Twenty years ago, I was the editor-in-chief of Visitor, a quarterly magazine published on behalf of the Lebanese ministry of tourism. I can't remember how I got the job, but I recall the previous editor was leaving and he suggested my name to a rather desperate owner (affectionately known as "the chief"), who had won the government contract after decades of doing business in West Africa. The idea was he would create the content and print the magazine and make money from advertising sales.
It seemed like a good idea. The chief presumed the ministry's backing would convince advertisers to place full-page ads, especially given that it had been hinted the magazine would be placed on Middle East Airlines, whose in-flight magazine – the perennially poor Cedarwings – charged top dollar for a full-page advertisement. Hotels, car hire companies, shops and the like were also in his cross hairs.
The first reality check was when Cedarwings pulled some serious strings to ensure Visitor never saw the inside of an Airbus. We didn't really take it too seriously and the feeling was this was just a misunderstanding that would eventually be resolved. To soften the blow, the chief was awarded another contract, for a business magazine that promoted Lebanon as a financial hub with mouthwatering investment opportunities, and the chief was assured all the top banks would advertise.

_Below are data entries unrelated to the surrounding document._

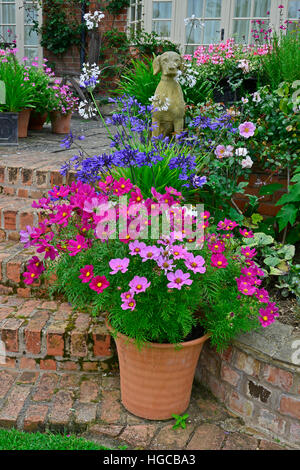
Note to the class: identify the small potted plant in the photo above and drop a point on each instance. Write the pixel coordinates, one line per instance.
(19, 90)
(163, 292)
(63, 105)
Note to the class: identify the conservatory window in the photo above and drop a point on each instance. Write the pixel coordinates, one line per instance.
(136, 15)
(244, 12)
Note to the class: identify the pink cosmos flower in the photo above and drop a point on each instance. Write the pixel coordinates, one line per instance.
(178, 279)
(179, 252)
(99, 283)
(217, 247)
(122, 186)
(165, 264)
(76, 246)
(139, 284)
(129, 304)
(246, 233)
(218, 261)
(248, 252)
(265, 317)
(119, 264)
(196, 264)
(136, 247)
(87, 273)
(150, 252)
(30, 277)
(247, 129)
(262, 295)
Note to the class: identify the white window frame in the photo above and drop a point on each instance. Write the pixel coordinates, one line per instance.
(179, 12)
(20, 31)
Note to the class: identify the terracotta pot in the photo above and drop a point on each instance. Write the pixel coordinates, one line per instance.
(156, 381)
(23, 121)
(37, 120)
(60, 123)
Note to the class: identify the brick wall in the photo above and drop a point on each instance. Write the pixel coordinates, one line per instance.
(69, 62)
(263, 392)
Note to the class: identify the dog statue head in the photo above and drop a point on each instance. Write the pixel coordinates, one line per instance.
(168, 63)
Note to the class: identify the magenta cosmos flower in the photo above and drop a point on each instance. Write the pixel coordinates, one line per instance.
(99, 283)
(87, 273)
(247, 129)
(139, 284)
(196, 264)
(178, 279)
(119, 264)
(218, 261)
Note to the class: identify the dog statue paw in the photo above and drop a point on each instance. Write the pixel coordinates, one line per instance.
(168, 101)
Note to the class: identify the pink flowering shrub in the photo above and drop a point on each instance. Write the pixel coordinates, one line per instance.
(154, 288)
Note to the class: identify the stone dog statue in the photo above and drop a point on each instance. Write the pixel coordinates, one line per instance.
(168, 101)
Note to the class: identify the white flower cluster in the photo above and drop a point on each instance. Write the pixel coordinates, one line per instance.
(89, 76)
(244, 65)
(87, 110)
(188, 78)
(247, 162)
(158, 104)
(194, 22)
(92, 20)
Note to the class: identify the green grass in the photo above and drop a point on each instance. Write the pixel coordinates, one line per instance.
(19, 440)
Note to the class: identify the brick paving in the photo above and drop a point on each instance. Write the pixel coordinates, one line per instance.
(60, 369)
(88, 404)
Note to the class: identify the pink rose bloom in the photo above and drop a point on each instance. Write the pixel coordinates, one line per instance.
(119, 264)
(99, 283)
(139, 284)
(87, 273)
(247, 129)
(178, 279)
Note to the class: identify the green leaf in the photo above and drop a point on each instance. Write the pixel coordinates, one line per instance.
(2, 92)
(272, 261)
(287, 214)
(270, 188)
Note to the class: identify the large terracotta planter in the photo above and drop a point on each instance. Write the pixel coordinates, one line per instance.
(23, 121)
(37, 121)
(60, 123)
(156, 381)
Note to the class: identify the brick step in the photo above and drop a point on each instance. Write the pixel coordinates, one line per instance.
(15, 214)
(31, 177)
(48, 335)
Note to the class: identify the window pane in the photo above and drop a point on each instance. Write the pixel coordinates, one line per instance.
(261, 7)
(213, 8)
(193, 35)
(195, 7)
(8, 14)
(242, 8)
(212, 31)
(162, 28)
(31, 53)
(294, 7)
(241, 30)
(30, 37)
(162, 10)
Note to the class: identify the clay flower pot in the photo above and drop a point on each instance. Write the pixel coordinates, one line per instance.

As with everything in Lebanon, nothing really pans out as expected. Ad sales were harder to come by than the chief imagined and to make matters worse, in the spring of 1996 we had a mini-war with Israel, Operation Grapes of Wrath, which, as you can imagine, hardly advanced our cause of selling Lebanon as a tourist Shangri-La.
But I will always have fond memories of Visitor. It was the first magazine I edited and the chief was a wonderful if somewhat stubborn boss. We also had some great writers knocking around Beirut, who would go on to much greater things in journalism, but who at the time were grateful for the work. They penned some great features on Lebanon and its culture.
One day, after working late, the chief drove me home. I asked him if he was happy with the content. “Of course,” he boomed – the chief always boomed even when he whispered – and went on to explain Lebanese tourism. I remember it like yesterday.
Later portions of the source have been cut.